PITA-Daouda Kanté, coordinateur du front national pour la défense de la constitution (FNDC) a été tué le 22 octobre, à Pita. Sa famille qui est toujours dans une consternation totale, réclame justice. Sa femme que nous avons contacté n'a pas pu témoigner, vu son état de choc.

Joint au téléphone la grande-soeur de Daouda Kanté qui a passé toute la matinée avec lui, revient sur les douloureuses circonstances dans lesquelles sont jeune frère a été tué.

«Le jours qui a coïncidé à sa mort, le matin il m'a accompagné au marché. A notre retour, ils l'ont appelé pour lui dire que la coordination "Haali Poular" se rendait chez son beau-père (le khalife général du Foutah) Elhadj Bano Bah. L'objectif était de demander au préfet de dire aux militaires d'arrêter de tirer sur la population », relate madame Barry Mariama Bobo Kanté.

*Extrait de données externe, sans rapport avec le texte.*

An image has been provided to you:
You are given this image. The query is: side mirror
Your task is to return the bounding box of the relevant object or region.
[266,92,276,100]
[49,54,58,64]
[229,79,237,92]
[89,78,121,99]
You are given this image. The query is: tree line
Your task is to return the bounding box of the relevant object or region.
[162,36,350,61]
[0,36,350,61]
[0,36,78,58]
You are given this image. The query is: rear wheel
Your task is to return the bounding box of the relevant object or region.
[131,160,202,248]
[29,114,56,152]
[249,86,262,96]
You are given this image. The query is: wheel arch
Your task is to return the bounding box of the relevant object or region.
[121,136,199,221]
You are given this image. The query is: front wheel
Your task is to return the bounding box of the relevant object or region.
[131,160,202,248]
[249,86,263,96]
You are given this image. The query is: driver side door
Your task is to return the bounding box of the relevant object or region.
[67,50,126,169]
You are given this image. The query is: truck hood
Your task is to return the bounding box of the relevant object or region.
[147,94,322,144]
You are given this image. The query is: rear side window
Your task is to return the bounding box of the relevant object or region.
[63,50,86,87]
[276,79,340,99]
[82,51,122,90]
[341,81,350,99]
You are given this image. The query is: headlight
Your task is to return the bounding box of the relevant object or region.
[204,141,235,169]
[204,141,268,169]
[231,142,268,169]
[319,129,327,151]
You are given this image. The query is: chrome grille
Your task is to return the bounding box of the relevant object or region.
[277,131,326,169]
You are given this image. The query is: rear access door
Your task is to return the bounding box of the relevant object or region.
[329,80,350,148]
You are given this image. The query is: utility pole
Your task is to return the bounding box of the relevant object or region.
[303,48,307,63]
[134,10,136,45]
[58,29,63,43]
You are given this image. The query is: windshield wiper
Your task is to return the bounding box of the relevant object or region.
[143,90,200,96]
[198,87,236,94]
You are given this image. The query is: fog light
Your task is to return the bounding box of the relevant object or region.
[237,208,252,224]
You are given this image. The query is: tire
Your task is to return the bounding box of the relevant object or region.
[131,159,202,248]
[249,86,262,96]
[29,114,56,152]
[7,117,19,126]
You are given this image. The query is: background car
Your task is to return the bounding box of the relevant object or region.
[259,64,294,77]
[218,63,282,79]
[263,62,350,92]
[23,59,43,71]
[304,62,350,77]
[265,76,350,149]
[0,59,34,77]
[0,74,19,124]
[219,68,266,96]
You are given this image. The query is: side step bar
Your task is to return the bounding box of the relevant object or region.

Avec la reprise des tirs de sommation, Mariama Bobo dit avoir appelé son frère pour lui dire que les forces de sécurité tiraient vers chez eux. « Après quelques temps, il m'appelle pour dire qu'il rentre. Il est venu jusqu'à la mosquée ici avec un vieux. C'est ce qu'on m'a dit. Il y'a une dame qui l'a appelé alors qu'il était proche de la maison. Le vieux qui était avec lui est rentré, lui est retourné. C'est là-bas qu'on a tiré sur lui » rajoute notre interlocutrice.

«Avant que je n'arrive là-bas j'ai trouvé qu'il a rendu l'âme. Mais il a reçu trois balles, ça a eu lieu entre 12 et 13 heures. Des témoins disent qu'il a reçu la première balle sur la main, voulant s'enfuir, il a trouvé un autre agent devant lui qui a tiré les deux autres balles» soutient Mariama Bobo Kanté.

La famille souhaite que justice soit rendue. Elle accuse une personne d'être derrière le meurtre de leur fils.

«Nous réclamons la justice, on a dit que c'est une femme qui est derrière tout ça, mais on ne peut pas dire c'est tel ou tel jusqu'à ce qu'on ait des sources sûres. Tout le monde sait que c'est quelqu'un qui l'a indexé, ils ont même donné sa photo aux militaires pour leur dire que c'est le coordinateur du FNDC à Pita, et que quand ils le tuent Pita va être calme», révèle la grande sœur de la victime.

Âgé d'une trentaine d'année, marié à peine deux mois, Daouda Kanté laisse derrière lui une veuve sans enfant.